Friday, 14 January 2011

“Motorcycle show revs up with custom bikes and memorials”

“Motorcycle show revs up with custom bikes and memorials”


Motorcycle show revs up with custom bikes and memorials

Posted: 14 Jan 2011 07:13 PM PST

In the final hours before the doors opened to the public, the vast hall had the ethereal quiet of an art museum, a near silence even as it filled with magnificent machines.

If the starter buttons on all 550 of those machines were touched at once, the roar might blow the roof off the Walter E. Washington Convention Center.

But the custom motorcycles that are the centerpiece of this weekend's Progressive International Motorcycle Show were rolled quietly into place until the red carpet held about 20 of them.

Befitting the museum-like hush, each was a work of art that demanded the admiration even of those who hold no affection for their roar and the lure of open highway that stirs the wanderlust in bikers.

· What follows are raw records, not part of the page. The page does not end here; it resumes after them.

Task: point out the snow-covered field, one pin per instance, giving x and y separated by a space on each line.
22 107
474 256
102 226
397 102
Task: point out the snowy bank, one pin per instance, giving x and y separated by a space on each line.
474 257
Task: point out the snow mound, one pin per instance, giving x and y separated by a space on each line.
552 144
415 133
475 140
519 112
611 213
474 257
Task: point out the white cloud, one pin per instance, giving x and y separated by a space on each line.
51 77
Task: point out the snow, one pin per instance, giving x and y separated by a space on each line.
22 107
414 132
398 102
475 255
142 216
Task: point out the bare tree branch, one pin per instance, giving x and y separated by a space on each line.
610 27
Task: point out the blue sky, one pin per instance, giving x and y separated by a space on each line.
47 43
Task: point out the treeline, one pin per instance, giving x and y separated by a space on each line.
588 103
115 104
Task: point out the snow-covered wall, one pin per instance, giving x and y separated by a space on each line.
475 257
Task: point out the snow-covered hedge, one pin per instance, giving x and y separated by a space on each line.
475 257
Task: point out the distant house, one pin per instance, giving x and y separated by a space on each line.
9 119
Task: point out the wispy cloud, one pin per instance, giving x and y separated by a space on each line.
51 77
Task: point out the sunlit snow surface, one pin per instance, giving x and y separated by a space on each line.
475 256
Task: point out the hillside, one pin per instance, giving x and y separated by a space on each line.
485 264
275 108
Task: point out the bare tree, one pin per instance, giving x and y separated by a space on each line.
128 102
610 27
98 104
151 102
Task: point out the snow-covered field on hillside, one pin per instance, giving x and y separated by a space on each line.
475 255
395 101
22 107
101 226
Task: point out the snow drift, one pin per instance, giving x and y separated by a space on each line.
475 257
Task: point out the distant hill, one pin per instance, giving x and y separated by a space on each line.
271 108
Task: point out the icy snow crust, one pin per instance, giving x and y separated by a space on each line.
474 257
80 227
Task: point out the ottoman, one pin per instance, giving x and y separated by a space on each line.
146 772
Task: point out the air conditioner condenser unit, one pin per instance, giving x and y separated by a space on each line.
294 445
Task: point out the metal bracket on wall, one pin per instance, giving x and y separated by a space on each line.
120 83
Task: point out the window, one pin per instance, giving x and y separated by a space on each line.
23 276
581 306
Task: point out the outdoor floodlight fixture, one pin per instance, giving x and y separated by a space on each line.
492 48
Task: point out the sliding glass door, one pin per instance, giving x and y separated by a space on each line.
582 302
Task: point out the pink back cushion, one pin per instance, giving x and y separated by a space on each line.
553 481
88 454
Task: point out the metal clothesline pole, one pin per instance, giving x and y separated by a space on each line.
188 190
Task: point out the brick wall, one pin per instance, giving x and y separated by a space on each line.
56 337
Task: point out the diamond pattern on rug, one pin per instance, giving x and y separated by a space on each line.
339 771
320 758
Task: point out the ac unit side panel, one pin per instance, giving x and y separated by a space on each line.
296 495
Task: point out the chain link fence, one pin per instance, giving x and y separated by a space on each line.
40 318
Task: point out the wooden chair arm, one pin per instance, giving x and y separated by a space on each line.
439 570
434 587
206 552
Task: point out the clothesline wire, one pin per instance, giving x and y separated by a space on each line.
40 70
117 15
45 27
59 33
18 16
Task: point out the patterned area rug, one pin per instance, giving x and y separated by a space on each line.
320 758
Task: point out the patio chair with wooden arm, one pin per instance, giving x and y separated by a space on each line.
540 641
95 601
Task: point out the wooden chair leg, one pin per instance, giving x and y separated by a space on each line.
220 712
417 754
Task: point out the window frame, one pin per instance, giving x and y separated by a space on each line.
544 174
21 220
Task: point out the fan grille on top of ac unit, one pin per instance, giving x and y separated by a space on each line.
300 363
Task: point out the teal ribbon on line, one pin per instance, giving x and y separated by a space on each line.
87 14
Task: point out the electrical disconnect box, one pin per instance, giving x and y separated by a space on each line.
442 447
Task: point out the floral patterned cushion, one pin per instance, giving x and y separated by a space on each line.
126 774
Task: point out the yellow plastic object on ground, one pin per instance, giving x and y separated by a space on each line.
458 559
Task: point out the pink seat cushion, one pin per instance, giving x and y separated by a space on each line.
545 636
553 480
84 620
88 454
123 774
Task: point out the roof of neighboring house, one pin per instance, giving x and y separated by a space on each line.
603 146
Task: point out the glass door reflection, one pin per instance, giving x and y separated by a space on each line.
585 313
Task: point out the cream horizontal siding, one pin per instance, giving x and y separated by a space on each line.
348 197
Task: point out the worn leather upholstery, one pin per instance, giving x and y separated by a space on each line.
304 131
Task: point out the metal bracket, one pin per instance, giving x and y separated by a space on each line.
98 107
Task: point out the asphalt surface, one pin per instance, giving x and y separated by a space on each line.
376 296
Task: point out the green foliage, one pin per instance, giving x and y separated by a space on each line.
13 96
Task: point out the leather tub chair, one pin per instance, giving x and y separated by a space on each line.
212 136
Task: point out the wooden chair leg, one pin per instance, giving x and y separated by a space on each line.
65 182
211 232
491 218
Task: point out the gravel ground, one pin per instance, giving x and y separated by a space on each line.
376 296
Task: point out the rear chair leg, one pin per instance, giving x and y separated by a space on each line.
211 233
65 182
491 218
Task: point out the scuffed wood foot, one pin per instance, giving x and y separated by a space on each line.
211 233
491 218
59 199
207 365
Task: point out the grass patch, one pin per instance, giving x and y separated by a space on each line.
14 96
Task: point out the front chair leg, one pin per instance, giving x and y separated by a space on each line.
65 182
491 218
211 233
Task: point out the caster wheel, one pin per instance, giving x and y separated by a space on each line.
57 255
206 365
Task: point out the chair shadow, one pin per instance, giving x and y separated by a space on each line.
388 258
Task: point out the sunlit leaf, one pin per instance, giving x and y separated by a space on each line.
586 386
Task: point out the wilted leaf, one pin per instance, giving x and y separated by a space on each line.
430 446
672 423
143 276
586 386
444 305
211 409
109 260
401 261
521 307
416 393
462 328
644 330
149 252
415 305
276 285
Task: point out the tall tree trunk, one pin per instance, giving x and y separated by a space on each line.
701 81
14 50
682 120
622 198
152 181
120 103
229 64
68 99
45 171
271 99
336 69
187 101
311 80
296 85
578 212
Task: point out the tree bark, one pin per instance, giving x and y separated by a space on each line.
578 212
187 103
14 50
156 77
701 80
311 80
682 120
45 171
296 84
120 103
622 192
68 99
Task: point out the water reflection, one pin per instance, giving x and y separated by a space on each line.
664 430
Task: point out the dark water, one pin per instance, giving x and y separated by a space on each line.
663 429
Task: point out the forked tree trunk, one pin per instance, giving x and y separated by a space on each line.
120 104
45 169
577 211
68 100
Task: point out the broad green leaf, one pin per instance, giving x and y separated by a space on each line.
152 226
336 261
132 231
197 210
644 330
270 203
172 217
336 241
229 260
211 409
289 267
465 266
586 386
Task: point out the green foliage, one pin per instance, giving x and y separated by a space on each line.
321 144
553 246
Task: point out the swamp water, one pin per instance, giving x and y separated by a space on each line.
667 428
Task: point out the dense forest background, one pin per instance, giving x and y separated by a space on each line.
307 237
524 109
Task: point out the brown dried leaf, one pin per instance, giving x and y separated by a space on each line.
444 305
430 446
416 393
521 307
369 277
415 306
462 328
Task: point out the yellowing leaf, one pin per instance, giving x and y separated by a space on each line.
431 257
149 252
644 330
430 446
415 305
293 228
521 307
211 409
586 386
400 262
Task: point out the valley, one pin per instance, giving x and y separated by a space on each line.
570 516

The cost of the custom paint jobs alone on these machines exceeded the price tag of most of the stock bikes in the surrounding displays.

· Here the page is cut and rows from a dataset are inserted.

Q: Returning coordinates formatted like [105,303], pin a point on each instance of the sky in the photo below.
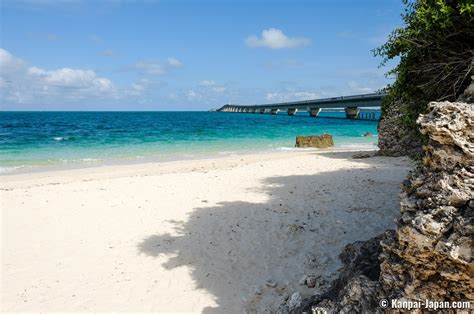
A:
[188,55]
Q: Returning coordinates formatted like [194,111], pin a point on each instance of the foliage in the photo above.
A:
[436,49]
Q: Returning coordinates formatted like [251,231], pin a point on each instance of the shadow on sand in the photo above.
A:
[234,247]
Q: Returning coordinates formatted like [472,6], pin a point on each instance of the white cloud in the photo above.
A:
[174,62]
[155,68]
[22,83]
[108,53]
[274,38]
[292,96]
[211,85]
[207,83]
[149,68]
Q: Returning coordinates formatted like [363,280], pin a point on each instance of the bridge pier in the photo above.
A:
[313,112]
[352,112]
[292,111]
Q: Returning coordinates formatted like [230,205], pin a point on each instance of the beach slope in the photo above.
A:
[215,236]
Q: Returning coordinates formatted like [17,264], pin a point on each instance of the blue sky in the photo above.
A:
[188,55]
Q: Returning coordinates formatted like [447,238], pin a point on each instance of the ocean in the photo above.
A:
[32,141]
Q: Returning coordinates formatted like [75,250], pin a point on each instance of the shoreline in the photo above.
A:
[227,235]
[29,169]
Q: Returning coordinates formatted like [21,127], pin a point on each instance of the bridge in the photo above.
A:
[351,104]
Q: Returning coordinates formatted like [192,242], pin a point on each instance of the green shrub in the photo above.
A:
[435,48]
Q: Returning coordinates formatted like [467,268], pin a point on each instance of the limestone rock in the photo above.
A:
[318,141]
[430,256]
[394,138]
[295,301]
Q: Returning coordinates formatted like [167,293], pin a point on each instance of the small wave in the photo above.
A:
[90,159]
[5,170]
[224,152]
[287,148]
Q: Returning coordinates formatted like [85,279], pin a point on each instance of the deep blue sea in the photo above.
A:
[34,140]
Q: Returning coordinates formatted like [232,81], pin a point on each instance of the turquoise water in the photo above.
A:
[31,140]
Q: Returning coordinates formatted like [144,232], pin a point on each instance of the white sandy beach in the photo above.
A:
[188,236]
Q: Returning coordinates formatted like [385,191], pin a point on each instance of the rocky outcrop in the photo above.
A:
[429,256]
[394,138]
[318,141]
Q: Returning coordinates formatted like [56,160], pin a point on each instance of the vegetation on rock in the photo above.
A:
[436,49]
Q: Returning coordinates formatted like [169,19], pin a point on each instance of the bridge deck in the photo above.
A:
[365,100]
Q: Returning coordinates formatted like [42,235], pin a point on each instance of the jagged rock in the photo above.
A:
[311,281]
[318,141]
[354,288]
[295,301]
[430,256]
[394,138]
[271,283]
[364,155]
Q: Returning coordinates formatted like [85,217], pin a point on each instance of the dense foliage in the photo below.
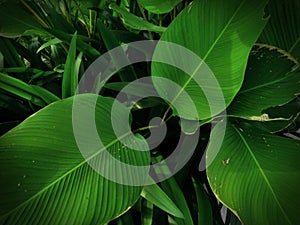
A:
[251,47]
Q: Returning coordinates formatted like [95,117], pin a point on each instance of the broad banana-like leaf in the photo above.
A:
[221,33]
[283,28]
[270,80]
[45,179]
[256,174]
[157,6]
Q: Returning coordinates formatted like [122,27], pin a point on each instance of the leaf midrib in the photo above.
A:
[265,178]
[206,55]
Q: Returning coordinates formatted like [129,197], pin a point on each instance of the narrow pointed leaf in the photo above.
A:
[135,22]
[283,28]
[159,7]
[36,95]
[256,174]
[15,21]
[70,79]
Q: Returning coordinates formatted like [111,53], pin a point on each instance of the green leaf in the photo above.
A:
[70,78]
[269,81]
[10,53]
[88,51]
[159,7]
[288,112]
[135,22]
[158,197]
[45,179]
[283,28]
[15,21]
[204,208]
[256,174]
[111,42]
[147,212]
[221,36]
[53,41]
[36,95]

Lloyd Hardy, who won the custom competition at last year's show, invested about $12,000 in the intricate artwork that adorned his metallic green bike.

Just like paintings hanging in a gallery, each two-wheeled piece had a name: Tangerine Scream, Fire, The Snake.

And each had a story that reflected its creation and its artist's intent, but none more so than Blue Angel, which sat midway down the row.

Painted blue with an adorning sculpted silver pattern that defies description, it is a masterpiece that needs a tour guide to point out the subtle refinements through which its story is told.

That guide would be Sylvester Brown, Blue Angel's owner, who rolled it into place alone Friday.

He points out the police shield with wings on the rear fender, the badge that almost blends into the fuel tank beside a football and the classic masks of tragedy and comedy.

And on one side, so delicately drawn that one has to draw close to make it out, the outline of a man hunched in contemplation like Rodin's "The Thinker."